1
Me dice que una familia de gringos llegó hace como cuarenta años, compró una propiedad enorme y luego los descendientes construyeron un chante de glampingy un restaurante. Su compañero, de pronto, interviene y agrega que no eran gringos, sino europeos: holandeses, italianos, alemanes.
Algo así.
Ella, Paula, puntualiza que de por sí da igual, que todos son gringos.
Ambos ríen.
Yo, también, río.
Paula me dice que los dueños de esa propiedad modificaron el nombre de la playa y que se hizo un burumbún en la comunidad. Yo le cuento que un lanchero, el día anterior, me mencionó lo mismo. Y agrego: “Me dijo que lo cambiaron porque les parecía un nombre muy feo y que los maes ignoraron que se llama así porque no hay olas, porque es como un mar muerto”.
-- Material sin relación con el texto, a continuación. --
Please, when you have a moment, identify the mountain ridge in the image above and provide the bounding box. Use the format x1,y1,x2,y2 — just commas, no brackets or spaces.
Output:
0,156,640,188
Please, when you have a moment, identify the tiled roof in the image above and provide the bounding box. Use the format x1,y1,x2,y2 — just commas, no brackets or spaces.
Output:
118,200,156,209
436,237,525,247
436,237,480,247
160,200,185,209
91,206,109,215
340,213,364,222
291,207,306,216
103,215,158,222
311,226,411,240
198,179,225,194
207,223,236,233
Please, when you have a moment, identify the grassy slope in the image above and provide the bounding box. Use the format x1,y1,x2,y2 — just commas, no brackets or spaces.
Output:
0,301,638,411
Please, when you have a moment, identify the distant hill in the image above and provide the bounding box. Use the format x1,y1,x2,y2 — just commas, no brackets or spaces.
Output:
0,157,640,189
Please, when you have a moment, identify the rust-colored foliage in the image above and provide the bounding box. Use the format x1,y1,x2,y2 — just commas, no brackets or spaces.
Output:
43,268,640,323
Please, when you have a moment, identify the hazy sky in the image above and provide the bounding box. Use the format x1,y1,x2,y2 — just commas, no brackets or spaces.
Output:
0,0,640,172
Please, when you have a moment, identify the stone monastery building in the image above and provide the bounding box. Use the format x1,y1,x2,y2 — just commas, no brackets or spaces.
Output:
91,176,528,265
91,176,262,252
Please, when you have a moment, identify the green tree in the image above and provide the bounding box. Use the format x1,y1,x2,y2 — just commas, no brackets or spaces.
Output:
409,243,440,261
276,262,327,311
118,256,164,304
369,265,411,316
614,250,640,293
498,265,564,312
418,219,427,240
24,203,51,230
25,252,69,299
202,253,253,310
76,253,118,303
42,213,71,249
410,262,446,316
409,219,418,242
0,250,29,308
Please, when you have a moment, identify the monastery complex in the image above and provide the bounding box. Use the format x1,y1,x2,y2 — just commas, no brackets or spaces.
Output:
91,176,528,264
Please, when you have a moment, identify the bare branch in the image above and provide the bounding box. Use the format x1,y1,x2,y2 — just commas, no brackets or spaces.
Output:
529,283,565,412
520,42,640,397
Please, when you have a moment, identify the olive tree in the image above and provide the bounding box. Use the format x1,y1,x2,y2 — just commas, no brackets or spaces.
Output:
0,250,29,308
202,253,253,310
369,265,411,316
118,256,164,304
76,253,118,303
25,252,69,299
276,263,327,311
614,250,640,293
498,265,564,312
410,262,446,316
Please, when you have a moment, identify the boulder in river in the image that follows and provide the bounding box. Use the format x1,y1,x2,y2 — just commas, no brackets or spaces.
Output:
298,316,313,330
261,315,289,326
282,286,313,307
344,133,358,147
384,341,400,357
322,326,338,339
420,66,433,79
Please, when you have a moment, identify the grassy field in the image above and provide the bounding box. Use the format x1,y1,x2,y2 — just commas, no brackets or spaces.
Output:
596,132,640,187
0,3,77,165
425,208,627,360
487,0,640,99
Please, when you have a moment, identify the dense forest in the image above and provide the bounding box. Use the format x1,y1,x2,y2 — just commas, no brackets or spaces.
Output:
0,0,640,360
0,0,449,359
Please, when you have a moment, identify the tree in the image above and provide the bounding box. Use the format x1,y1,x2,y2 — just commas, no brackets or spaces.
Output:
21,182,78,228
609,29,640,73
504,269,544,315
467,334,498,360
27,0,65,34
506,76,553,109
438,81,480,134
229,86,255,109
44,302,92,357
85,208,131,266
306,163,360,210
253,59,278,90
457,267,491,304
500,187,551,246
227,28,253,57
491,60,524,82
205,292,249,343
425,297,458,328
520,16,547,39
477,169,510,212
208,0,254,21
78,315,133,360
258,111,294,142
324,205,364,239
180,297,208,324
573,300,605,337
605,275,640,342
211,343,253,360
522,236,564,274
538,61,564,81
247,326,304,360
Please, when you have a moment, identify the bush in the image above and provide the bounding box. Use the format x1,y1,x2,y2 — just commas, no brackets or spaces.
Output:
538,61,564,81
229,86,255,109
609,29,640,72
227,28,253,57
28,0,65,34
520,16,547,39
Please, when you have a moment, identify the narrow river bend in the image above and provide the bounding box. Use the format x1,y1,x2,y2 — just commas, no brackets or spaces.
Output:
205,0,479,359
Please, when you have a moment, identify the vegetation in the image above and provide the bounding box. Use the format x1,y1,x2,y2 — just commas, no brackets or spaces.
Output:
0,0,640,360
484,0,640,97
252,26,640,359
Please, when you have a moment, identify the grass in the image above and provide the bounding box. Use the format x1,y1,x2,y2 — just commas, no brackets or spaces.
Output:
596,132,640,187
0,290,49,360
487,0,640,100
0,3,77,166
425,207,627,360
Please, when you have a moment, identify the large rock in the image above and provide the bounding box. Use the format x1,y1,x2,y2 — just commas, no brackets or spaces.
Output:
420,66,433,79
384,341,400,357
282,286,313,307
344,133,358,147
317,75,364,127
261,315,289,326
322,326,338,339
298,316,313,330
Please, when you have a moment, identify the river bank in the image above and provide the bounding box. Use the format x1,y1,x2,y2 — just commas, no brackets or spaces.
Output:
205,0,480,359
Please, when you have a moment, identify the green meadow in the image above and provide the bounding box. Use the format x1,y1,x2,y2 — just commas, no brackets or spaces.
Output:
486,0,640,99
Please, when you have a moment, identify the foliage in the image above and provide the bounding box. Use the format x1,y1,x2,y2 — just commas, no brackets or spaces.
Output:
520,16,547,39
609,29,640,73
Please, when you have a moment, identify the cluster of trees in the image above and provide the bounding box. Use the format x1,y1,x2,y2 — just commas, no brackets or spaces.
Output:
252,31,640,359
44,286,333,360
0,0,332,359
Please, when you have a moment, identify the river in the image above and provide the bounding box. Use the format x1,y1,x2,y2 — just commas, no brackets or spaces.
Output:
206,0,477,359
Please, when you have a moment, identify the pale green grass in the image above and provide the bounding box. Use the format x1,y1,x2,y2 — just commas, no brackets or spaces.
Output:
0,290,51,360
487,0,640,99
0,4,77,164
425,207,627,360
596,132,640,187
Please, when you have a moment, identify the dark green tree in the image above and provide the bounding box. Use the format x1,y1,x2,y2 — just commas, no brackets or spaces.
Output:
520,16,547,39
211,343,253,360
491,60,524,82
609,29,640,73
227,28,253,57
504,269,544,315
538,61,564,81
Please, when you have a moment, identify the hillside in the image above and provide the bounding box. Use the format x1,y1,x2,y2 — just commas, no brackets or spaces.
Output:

Paula asiente y dice que fue una estupidez de márquetin, que ahí nadie se murió nunca.
Playa Muertos está en Bahía Culebra. Y, desde hace un tiempo, en Google Mapsse llama como los gringos de la propiedad y los operadores turísticos quieren que se llame: “Playa Vivos”.

Alguien podría colegir que se trata de algo parecido a lo que pasó con el Golfo de México. Sin embargo, los gringos de los que habla Paula, en realidad, son ticos.
Tan ticos como ella y como yo.
Son nietos o hijos de un gringo. Sí. Pero nacieron acá. Y en Costa Rica, hasta el momento, la nacionalidad se confiere por nacimiento.
Ese, quizás, es el problema de las instantáneas del repudio: se ponen en entredicho fácilmente tan pronto como empezamos a hurgar.
Por un lado, aparece esta sucesión de reclamos:
Que no, que hay un asunto de asimetrías, que el disco de Bad Bunny, que la gentrificación, que las grandes inversiones y el arribo de extranjeros a las comunidades introduce factores inflacionarios y desplazamiento de las comunidades autóctonas.
Y por el otro, esta:
Que de por sí todos descendemos de inmigrantes, que así empezaron los nazis, que los reclamos contra la inversión extranjera entrañan un componente xenofóbico, que los nacionalismos son peligrosos.
Todas son consideraciones ciertas en un sentido capilar. Son verdades epidérmicas. Pero, al igual que en el poema de César Vallejo, después se vuelven espuma.

2
Las personas con las que converso en la península usan una cifra temporal que designa aquel momento en que todo empezó a cambiar: “Hace como cuarenta años”.
Cuarenta es la medida del colapso. Se dijera que es casi un remanente bíblico: cuarenta como la métrica de lo decisivo. Los años en el desierto, las tentaciones y los rigores de Jesús, el número de la fe.
Paula me dice que ella creció en Malpaís. Pero ya no es lo que era cuando yo era chiquitilla—añade—: Por eso me fui y vine, primero, a Cóbano y después a Montezuma. Tiene apenas veinticinco años. Ignoro si la gente, por entonces, cuando ella nació, pensaba que Malpaís no era lo que fue. Ignoro si, como hoy, decían que todo empezó a podrirse hace como cuarenta años.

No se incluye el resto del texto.